Ellicott:
A mixed multitude went up also with them.—Nothing is told us of the component elements of this “mixed multitude.” We hear of them as “murmuring” in Numbers 11:4, so that they seem to have remained with Israel. Some may have been Egyptians, impressed by the recent miracles; some foreigners held to servitude, like the Israelites, and glad to escape from their masters. It is noticeable that the Egyptian writers, in their perverted accounts of the Exodus, made a multitude of foreigners (Hyksôs) take part with the Hebrews.

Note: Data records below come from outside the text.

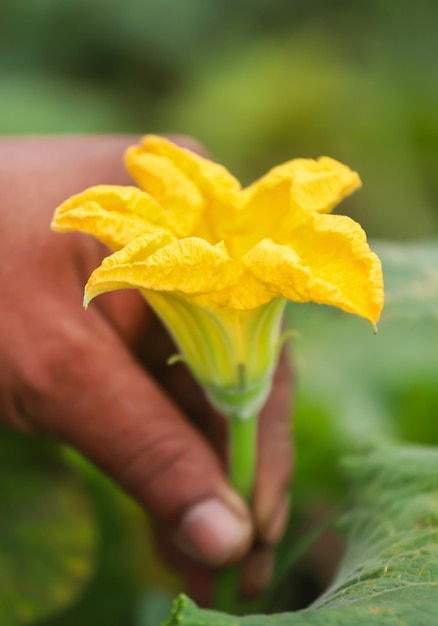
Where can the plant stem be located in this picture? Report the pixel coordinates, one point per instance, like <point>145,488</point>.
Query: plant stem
<point>242,465</point>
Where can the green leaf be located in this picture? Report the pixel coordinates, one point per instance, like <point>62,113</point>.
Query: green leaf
<point>389,575</point>
<point>355,389</point>
<point>411,279</point>
<point>47,531</point>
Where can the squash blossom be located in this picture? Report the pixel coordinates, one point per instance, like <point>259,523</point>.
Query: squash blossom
<point>217,263</point>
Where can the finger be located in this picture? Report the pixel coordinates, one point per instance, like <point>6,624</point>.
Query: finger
<point>85,387</point>
<point>198,579</point>
<point>275,459</point>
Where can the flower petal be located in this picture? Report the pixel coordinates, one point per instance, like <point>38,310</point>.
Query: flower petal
<point>178,178</point>
<point>188,267</point>
<point>315,185</point>
<point>114,215</point>
<point>180,198</point>
<point>328,262</point>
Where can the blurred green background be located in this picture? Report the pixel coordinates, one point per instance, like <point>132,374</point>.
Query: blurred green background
<point>258,82</point>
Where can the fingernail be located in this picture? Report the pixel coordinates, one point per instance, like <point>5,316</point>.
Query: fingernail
<point>212,533</point>
<point>278,523</point>
<point>257,571</point>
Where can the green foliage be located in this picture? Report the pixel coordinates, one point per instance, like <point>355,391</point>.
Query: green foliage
<point>389,574</point>
<point>356,390</point>
<point>47,532</point>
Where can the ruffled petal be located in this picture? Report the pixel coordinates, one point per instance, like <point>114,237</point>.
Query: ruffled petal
<point>178,178</point>
<point>315,185</point>
<point>180,198</point>
<point>328,262</point>
<point>114,215</point>
<point>188,267</point>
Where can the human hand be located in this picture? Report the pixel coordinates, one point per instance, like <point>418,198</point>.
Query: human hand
<point>73,374</point>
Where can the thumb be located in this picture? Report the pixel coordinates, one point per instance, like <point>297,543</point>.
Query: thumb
<point>87,389</point>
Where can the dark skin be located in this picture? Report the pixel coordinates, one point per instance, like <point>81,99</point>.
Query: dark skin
<point>74,374</point>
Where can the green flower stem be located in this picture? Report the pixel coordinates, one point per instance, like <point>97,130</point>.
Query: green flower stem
<point>242,466</point>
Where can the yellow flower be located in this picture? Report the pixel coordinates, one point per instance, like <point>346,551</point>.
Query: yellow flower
<point>217,262</point>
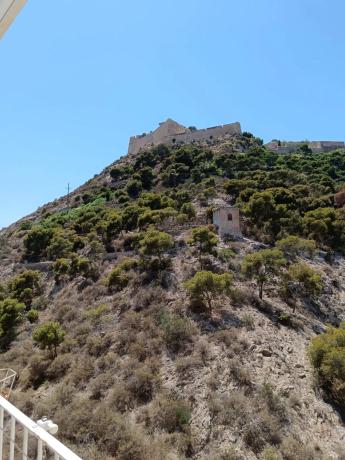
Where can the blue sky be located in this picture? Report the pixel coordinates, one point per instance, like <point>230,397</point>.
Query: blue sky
<point>77,80</point>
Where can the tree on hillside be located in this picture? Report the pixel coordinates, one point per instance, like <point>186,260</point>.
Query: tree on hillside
<point>204,240</point>
<point>10,315</point>
<point>25,286</point>
<point>293,246</point>
<point>262,266</point>
<point>327,355</point>
<point>308,280</point>
<point>49,336</point>
<point>206,286</point>
<point>155,243</point>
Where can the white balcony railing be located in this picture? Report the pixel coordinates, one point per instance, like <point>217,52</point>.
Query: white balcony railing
<point>21,438</point>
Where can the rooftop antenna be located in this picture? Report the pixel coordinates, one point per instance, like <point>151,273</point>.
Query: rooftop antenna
<point>68,198</point>
<point>7,379</point>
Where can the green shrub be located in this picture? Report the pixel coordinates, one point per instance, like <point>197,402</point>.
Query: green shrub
<point>206,286</point>
<point>155,243</point>
<point>293,246</point>
<point>32,315</point>
<point>307,278</point>
<point>177,331</point>
<point>262,266</point>
<point>25,286</point>
<point>49,336</point>
<point>10,316</point>
<point>189,209</point>
<point>327,355</point>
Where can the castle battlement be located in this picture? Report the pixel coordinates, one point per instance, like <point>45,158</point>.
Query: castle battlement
<point>315,146</point>
<point>171,132</point>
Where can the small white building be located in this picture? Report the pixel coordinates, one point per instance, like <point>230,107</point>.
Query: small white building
<point>227,220</point>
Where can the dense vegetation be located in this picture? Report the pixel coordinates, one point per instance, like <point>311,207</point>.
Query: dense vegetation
<point>119,298</point>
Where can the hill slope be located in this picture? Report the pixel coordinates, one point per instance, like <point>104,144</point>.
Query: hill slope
<point>150,358</point>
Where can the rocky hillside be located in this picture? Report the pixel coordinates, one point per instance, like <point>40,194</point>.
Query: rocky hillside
<point>146,336</point>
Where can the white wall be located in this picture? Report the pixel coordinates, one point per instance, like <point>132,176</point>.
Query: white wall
<point>8,11</point>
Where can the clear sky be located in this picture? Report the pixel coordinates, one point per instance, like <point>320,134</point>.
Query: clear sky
<point>78,77</point>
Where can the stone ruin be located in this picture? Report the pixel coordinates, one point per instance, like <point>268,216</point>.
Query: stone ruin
<point>172,133</point>
<point>315,146</point>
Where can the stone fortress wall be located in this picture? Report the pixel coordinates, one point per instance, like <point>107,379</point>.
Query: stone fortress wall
<point>315,146</point>
<point>171,132</point>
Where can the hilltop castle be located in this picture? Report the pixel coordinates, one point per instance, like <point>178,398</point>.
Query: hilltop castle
<point>315,146</point>
<point>171,132</point>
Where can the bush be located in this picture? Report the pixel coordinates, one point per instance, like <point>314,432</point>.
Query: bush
<point>188,209</point>
<point>155,243</point>
<point>142,383</point>
<point>204,240</point>
<point>206,286</point>
<point>327,355</point>
<point>171,414</point>
<point>32,315</point>
<point>262,266</point>
<point>10,315</point>
<point>25,286</point>
<point>178,332</point>
<point>117,279</point>
<point>49,336</point>
<point>293,246</point>
<point>307,278</point>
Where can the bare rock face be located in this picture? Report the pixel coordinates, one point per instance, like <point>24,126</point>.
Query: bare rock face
<point>146,370</point>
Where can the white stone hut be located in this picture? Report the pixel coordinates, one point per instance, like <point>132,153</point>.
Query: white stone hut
<point>227,220</point>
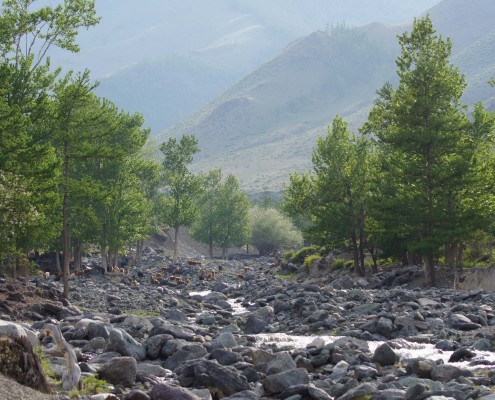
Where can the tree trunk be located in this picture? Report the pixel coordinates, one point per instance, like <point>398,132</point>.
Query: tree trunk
<point>450,256</point>
<point>361,251</point>
<point>176,239</point>
<point>57,262</point>
<point>139,251</point>
<point>460,256</point>
<point>374,257</point>
<point>14,266</point>
<point>429,269</point>
<point>355,253</point>
<point>491,250</point>
<point>104,263</point>
<point>77,256</point>
<point>65,224</point>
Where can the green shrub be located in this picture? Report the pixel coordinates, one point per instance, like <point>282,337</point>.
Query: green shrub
<point>288,255</point>
<point>89,386</point>
<point>309,260</point>
<point>299,257</point>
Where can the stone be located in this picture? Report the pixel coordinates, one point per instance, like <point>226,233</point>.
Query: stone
<point>447,372</point>
<point>224,340</point>
<point>281,381</point>
<point>384,355</point>
<point>185,353</point>
<point>225,357</point>
<point>119,371</point>
<point>154,344</point>
<point>123,343</point>
<point>220,379</point>
<point>137,394</point>
<point>164,391</point>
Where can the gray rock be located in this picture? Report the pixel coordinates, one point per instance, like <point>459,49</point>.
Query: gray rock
<point>384,355</point>
<point>185,353</point>
<point>221,380</point>
<point>281,362</point>
<point>224,340</point>
<point>277,383</point>
<point>177,331</point>
<point>154,344</point>
<point>98,329</point>
<point>137,394</point>
<point>164,391</point>
<point>153,370</point>
<point>123,343</point>
<point>225,357</point>
<point>447,372</point>
<point>384,327</point>
<point>255,324</point>
<point>119,371</point>
<point>360,392</point>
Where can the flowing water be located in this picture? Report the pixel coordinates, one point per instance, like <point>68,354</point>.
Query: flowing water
<point>406,349</point>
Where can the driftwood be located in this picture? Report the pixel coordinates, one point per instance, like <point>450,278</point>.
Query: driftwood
<point>70,377</point>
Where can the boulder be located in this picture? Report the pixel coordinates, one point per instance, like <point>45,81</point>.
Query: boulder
<point>277,383</point>
<point>119,371</point>
<point>384,355</point>
<point>123,343</point>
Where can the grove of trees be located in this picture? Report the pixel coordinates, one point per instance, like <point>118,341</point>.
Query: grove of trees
<point>77,171</point>
<point>417,183</point>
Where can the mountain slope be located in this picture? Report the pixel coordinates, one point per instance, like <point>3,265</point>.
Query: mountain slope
<point>265,126</point>
<point>134,50</point>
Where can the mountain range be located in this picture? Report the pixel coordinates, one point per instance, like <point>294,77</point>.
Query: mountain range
<point>165,59</point>
<point>264,127</point>
<point>258,81</point>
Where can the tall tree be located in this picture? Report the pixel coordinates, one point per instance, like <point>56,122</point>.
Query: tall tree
<point>27,32</point>
<point>427,146</point>
<point>271,230</point>
<point>334,195</point>
<point>181,186</point>
<point>232,216</point>
<point>204,228</point>
<point>223,213</point>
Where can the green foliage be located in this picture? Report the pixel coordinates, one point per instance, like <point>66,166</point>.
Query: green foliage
<point>270,230</point>
<point>46,366</point>
<point>434,163</point>
<point>90,386</point>
<point>334,195</point>
<point>223,213</point>
<point>338,263</point>
<point>300,255</point>
<point>178,206</point>
<point>311,259</point>
<point>288,255</point>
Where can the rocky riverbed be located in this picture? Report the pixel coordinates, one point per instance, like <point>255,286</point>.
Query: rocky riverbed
<point>240,329</point>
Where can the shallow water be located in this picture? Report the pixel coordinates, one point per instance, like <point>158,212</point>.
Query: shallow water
<point>403,347</point>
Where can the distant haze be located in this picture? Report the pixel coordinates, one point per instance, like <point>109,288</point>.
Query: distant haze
<point>166,58</point>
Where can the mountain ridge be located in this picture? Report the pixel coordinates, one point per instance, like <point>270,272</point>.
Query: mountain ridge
<point>264,127</point>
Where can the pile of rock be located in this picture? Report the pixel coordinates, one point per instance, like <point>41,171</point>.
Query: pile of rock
<point>157,341</point>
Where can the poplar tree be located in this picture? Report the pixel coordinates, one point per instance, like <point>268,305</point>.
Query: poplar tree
<point>427,148</point>
<point>177,206</point>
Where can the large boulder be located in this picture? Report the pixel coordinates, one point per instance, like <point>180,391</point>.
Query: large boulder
<point>277,383</point>
<point>185,353</point>
<point>123,343</point>
<point>119,371</point>
<point>17,358</point>
<point>207,373</point>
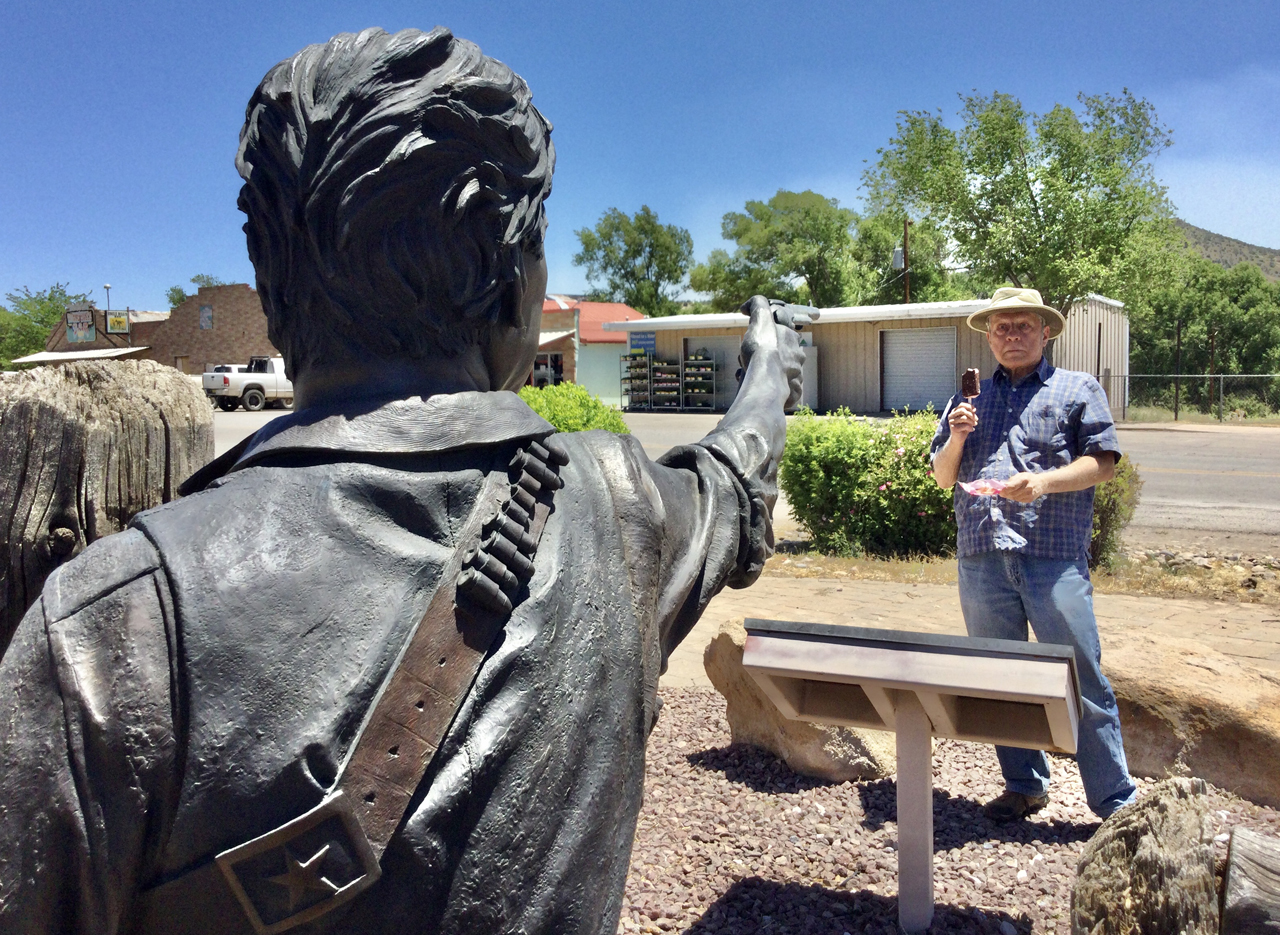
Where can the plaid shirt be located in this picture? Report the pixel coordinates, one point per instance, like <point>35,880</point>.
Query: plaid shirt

Exodus 12:38, did the non-Israelite multitude (עֵ֥רֶב) cross the sea without the blood applied?
Some probably did.
Did this rabble (אֲסְפְּסֻף) in Numbers 11:14 instigate the unbelief in God's provision?
Not necessarily.
These are two different Hebrew words,
Cambridge:
a great mixed multitude] cf. Numbers 11:4 (the Heb. word different). Non-Israelites (cf. the same word in Nehemiah 13:3) of various kinds are meant: e.g. Egyptians who had intermarried with Israelites (cf. Leviticus 24:10), other Semites who had found their way into Egypt, and prisoners taken in war who had been employed in the corvée (Exodus 1:9).